The Wine Advocate’s Lisa Perrotti-Brown recently wrote that “If I had to name a best value wine grape/style from Australia that readers will find hard to beat with competition from anywhere else is the wine world, it is undoubtedly South Australian riesling.” (Lisa Perrotti Brown, Australian Wine Values: Everyone Loves a Bargain, Wine Advocate, May 2014)
Her thoughts must have seemed like music to the ears of South Australian riesling producers at a time when the high Australian dollar and heated competition from lower priced competition have hurt Australian wine exports.
Perrotti-Brown believes that one of the reasons why riesling is a bit of an unsung hero is because some people, including myself I admit, find riesling less approachable than more popular white wine varieties like sauvignon blanc and chardonnay.

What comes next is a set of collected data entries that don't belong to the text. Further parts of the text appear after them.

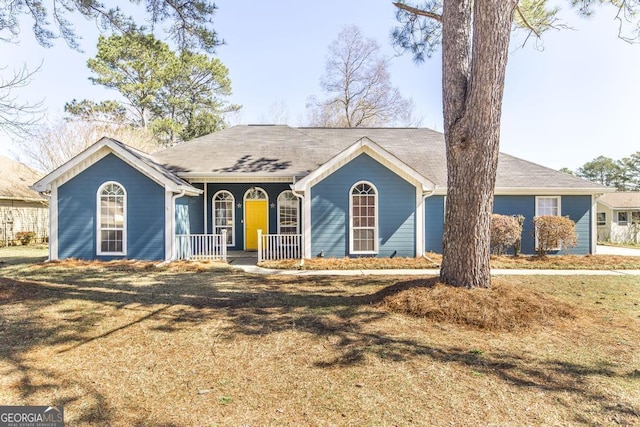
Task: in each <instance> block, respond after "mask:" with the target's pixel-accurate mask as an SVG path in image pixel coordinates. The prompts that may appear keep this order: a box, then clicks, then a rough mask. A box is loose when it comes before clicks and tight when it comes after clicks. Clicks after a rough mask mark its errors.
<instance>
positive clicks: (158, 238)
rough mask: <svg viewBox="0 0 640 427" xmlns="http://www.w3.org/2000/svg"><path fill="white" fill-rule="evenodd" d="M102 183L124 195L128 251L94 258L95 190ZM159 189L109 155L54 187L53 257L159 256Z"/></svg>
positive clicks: (162, 189) (84, 257) (161, 211)
mask: <svg viewBox="0 0 640 427" xmlns="http://www.w3.org/2000/svg"><path fill="white" fill-rule="evenodd" d="M107 181H115V182H118V183H119V184H121V185H122V186H123V187H124V188H125V190H126V194H127V215H126V218H127V219H126V226H127V253H126V255H125V256H99V255H97V247H96V238H97V236H96V234H97V229H96V204H97V191H98V189H99V188H100V186H101V185H102V184H104V183H105V182H107ZM164 204H165V192H164V188H163V187H162V186H160V185H158V184H157V183H156V182H154V181H152V180H151V179H149V178H147V177H146V176H145V175H143V174H141V173H140V172H138V171H137V170H136V169H134V168H132V167H131V166H129V165H128V164H127V163H125V162H123V161H122V160H120V159H119V158H118V157H117V156H115V155H113V154H109V155H107V156H106V157H104V158H102V159H101V160H99V161H98V162H96V163H95V164H93V165H91V166H90V167H89V168H88V169H86V170H84V171H83V172H81V173H79V174H78V175H76V176H75V177H73V178H72V179H71V180H69V181H68V182H66V183H64V184H63V185H61V186H60V187H59V188H58V257H59V258H61V259H63V258H79V259H101V260H109V259H118V258H131V259H140V260H163V259H164V258H165V256H164V248H165V242H164V231H165V220H164Z"/></svg>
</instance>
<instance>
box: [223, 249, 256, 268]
mask: <svg viewBox="0 0 640 427" xmlns="http://www.w3.org/2000/svg"><path fill="white" fill-rule="evenodd" d="M227 262H228V263H229V264H233V265H256V264H257V263H258V252H257V251H228V252H227Z"/></svg>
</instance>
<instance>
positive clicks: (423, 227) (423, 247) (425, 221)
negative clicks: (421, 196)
mask: <svg viewBox="0 0 640 427" xmlns="http://www.w3.org/2000/svg"><path fill="white" fill-rule="evenodd" d="M435 192H436V187H433V190H431V191H423V192H422V209H423V214H422V239H423V240H422V257H423V258H425V259H426V260H428V261H429V262H430V263H432V264H434V265H438V266H439V264H438V263H437V262H435V261H434V260H432V259H431V258H429V257H428V256H427V255H426V250H425V249H426V248H425V244H426V243H427V242H426V238H427V229H426V226H427V215H426V212H425V205H424V201H425V200H426V199H428V198H429V197H431V196H433V195H434V193H435Z"/></svg>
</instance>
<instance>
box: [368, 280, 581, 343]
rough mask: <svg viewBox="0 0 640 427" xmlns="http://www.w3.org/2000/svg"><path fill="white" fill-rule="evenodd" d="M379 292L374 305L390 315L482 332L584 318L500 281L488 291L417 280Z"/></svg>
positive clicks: (550, 298) (568, 310) (424, 280)
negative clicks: (461, 287)
mask: <svg viewBox="0 0 640 427" xmlns="http://www.w3.org/2000/svg"><path fill="white" fill-rule="evenodd" d="M383 292H384V293H386V294H387V295H386V296H384V297H383V298H382V300H381V301H380V302H379V303H378V306H380V307H382V308H384V309H386V310H389V311H391V312H395V313H401V314H406V315H410V316H413V317H419V318H424V319H428V320H431V321H434V322H439V323H451V324H457V325H463V326H467V327H470V328H473V329H480V330H485V331H514V330H523V329H530V328H532V327H539V326H548V325H553V324H554V323H555V322H557V321H561V320H569V319H575V318H576V317H577V316H578V315H580V314H583V315H584V310H582V309H579V308H578V307H576V306H574V305H572V304H569V303H565V302H562V301H559V300H557V299H556V298H553V297H549V296H546V295H544V294H543V293H541V292H538V291H535V290H532V289H527V288H523V287H520V286H516V285H514V284H512V283H510V282H508V281H501V280H494V283H493V285H492V287H491V288H489V289H465V288H456V287H452V286H447V285H443V284H441V283H438V282H437V279H419V280H414V281H410V282H405V283H403V284H402V288H401V289H394V288H393V287H391V288H385V289H384V290H383Z"/></svg>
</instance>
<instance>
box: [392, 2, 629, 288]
mask: <svg viewBox="0 0 640 427" xmlns="http://www.w3.org/2000/svg"><path fill="white" fill-rule="evenodd" d="M548 3H549V2H547V1H546V0H520V1H519V0H483V1H480V0H475V1H473V0H427V1H425V2H424V3H423V4H421V5H418V6H411V5H408V4H405V3H404V2H399V3H394V4H395V6H396V7H397V8H398V11H397V18H398V21H399V23H400V27H399V28H398V29H397V30H396V31H395V32H394V33H393V36H394V41H395V44H396V46H398V47H399V48H400V49H402V50H404V51H407V52H410V53H411V54H413V56H414V59H416V60H417V61H421V60H423V59H424V58H425V57H428V56H430V55H432V54H433V53H435V51H436V49H437V47H438V46H439V45H440V43H441V46H442V47H441V49H442V59H443V61H442V62H443V64H442V80H443V89H442V90H443V107H444V109H443V115H444V136H445V143H446V152H447V170H448V181H447V204H446V212H445V230H444V246H443V259H442V266H441V269H440V280H441V281H443V282H444V283H447V284H450V285H454V286H464V287H468V288H473V287H489V286H490V284H491V275H490V267H489V257H490V228H491V227H490V226H491V213H492V210H493V196H494V187H495V178H496V170H497V165H498V151H499V141H500V117H501V111H502V97H503V91H504V78H505V71H506V65H507V58H508V53H509V42H510V39H511V31H512V28H513V27H515V28H519V29H523V30H525V31H526V34H527V37H529V36H531V35H533V36H535V37H539V36H540V35H541V34H542V33H543V32H544V31H546V30H548V29H550V28H557V27H559V25H558V22H557V20H556V14H557V12H558V9H557V8H550V7H549V5H548ZM599 3H611V4H613V5H614V6H616V7H618V18H619V19H620V22H623V20H624V19H625V17H633V16H634V14H635V13H637V12H639V11H640V2H638V1H635V0H634V1H630V2H627V1H618V0H608V1H607V0H602V1H595V0H571V4H572V5H574V6H576V7H577V8H578V11H579V13H581V14H583V15H588V14H589V13H591V12H592V7H593V5H594V4H599ZM621 31H622V27H621ZM634 31H635V33H634V35H635V36H636V37H637V36H638V31H640V27H638V26H636V27H635V30H634ZM620 34H622V33H620Z"/></svg>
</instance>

Riesling wonderfully complements Thai and Vietnamese food
Riesling is a wine that is probably best appreciated with food. No so long ago, my husband and I enjoyed a David Franz Eden Vally Riesling 2013 over dinner at fermentAsian on a trip to the Barossa Valley. Its lime juice aromatics, mouth coating texture, complex citrus flavours and balanced acidity was a perfect match for the delightfully fragrant and deliciously flavourful Vietnamese inspired food. (David Franz is the son of Peter Lehmann, who also designs the most exquisite labels for his artisan wines.)
Perrotti-Brown argues that one of the upsides of rieslings limited popularity is that you have to be “a complete riesling-nut to want to grow it, which keeps the benchmark high.” Lower demand also helps to ensure good availability for even the finest examples and tends to keep prices down.
Australia is the world’s second largest producer of riesling
Australia is the second largest producer of riesling in the world, and has cultivated the vine since the 1840s.
The country is blessed with some of the world’s most outstanding riesling producers including Henschke, Pewsey Vale and Dandelion Vineyards in the Eden Valley, and Grosset, Pikes, Jim Barry and O’Leary Walker in the Clare. The Canberra District and Western Australia’s Great Southern region are also making outstanding examples.
Riesling is a great white to cellar
For a white wine, riesling is hard to beat for its ageability. Over time the primary fruit flavours are complemented by toasty, honeyed tones and accented by a waxy, minerally range of flavours.